Rubber plantations and their implications on gender roles and relations in northern uplands Vietnam


Nga Dao


Assistant Professor

York University

I am a broadly trained human-environment geographer and international development practioner/environmental activist with more than two decades of applied research experience.


Key Takeaways

    How To Apply Insights

    • NGOs should incorporate this research into their strategies. For example, writing letters to policymakers to influence decisions. Should argue for a deeper analysis of those who are affected. Can create a dialogue/discussion setting, including local people and the media; many villagers were not fully aware of the consequences of the rubber plantation and were often coerced into joining the plantation.
    • When implementing development projects it is important to consider how much this changes local people’s daily life. The villagers’ life and work patterns/division of labour have changed significantly. Rubber work is constant all year, whereas farming has seasons.
    • Consider the permanency of projects. Villagers had no option to back out of the rubber plant project or be able to regain their land back. Compensation was incredibly limited in relation to the long-term consequences.
    • Ensure that full, clear, and inclusive consultation sessions are held prior to project implementation. Often villagers were not listened to and they now suffer from poorly implemented projects.
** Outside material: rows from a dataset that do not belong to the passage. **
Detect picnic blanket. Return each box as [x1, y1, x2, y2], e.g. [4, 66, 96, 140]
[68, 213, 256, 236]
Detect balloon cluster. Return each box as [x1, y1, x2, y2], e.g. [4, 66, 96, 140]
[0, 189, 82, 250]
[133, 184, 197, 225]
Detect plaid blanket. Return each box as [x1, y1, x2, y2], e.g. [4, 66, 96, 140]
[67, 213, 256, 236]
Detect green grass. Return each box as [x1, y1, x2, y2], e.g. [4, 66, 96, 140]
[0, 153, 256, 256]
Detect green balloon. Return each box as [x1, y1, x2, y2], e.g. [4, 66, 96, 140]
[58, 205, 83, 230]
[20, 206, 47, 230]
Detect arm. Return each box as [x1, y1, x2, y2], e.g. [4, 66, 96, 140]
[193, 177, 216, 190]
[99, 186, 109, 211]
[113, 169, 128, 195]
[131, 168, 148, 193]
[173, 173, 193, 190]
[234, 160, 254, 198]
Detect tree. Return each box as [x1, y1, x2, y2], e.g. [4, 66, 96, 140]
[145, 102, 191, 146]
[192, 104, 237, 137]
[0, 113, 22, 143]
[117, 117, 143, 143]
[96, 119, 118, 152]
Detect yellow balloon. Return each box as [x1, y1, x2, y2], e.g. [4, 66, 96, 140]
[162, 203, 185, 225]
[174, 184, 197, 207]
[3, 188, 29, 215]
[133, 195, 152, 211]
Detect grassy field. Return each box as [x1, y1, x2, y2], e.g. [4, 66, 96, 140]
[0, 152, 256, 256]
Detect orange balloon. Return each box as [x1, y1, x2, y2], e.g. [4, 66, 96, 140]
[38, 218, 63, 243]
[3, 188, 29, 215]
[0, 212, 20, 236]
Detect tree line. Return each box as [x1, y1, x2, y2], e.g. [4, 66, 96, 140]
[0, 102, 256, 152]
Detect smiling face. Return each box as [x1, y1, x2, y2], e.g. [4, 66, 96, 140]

    Findings & Research Conclusions

    Interestingly the impact on men and women was extremely different. Women’s role changed. Did not bind themselves with just domestic work which went against traditional practices. Often they started their own businesses or took up paid labour elsewhere.

    A number of men often turned to drug and alcohol abuse, had overwhelming feelings of uselessness. Slipped further and further down society.

    Divorce although being viewed as having positive connotations, related to increasing women’s rights, often were experienced negatively in the village. Prior to the rubber plantation, divorces were extremely rare, after the plantation many felt they had to divorce their husbands due to their anti-social behaviour.

    Research's methodology

    Interview based: Held group discussions and individual interviews. Often gender-segregated.

    The findings from this research would be applicable to different rubber plantations, palm oil, soy bean plantations etc, especially across China, India, and other countries in which land consolidation/land grab is taking place. Plus any project which involves a transition from self-employment/land ownership to paid labour or government led development/modernisation projects which have private company involvement.


    Very regional specific; entirely focused on those people, their education level, culture and traditions. Results may be different elsewhere.

    Reference this research

    Nga Dao (2018) Rubber plantations and their implications on gender roles
    and relations in northern uplands Vietnam, Gender, Place & Culture, 25:11, pp.1579-1600.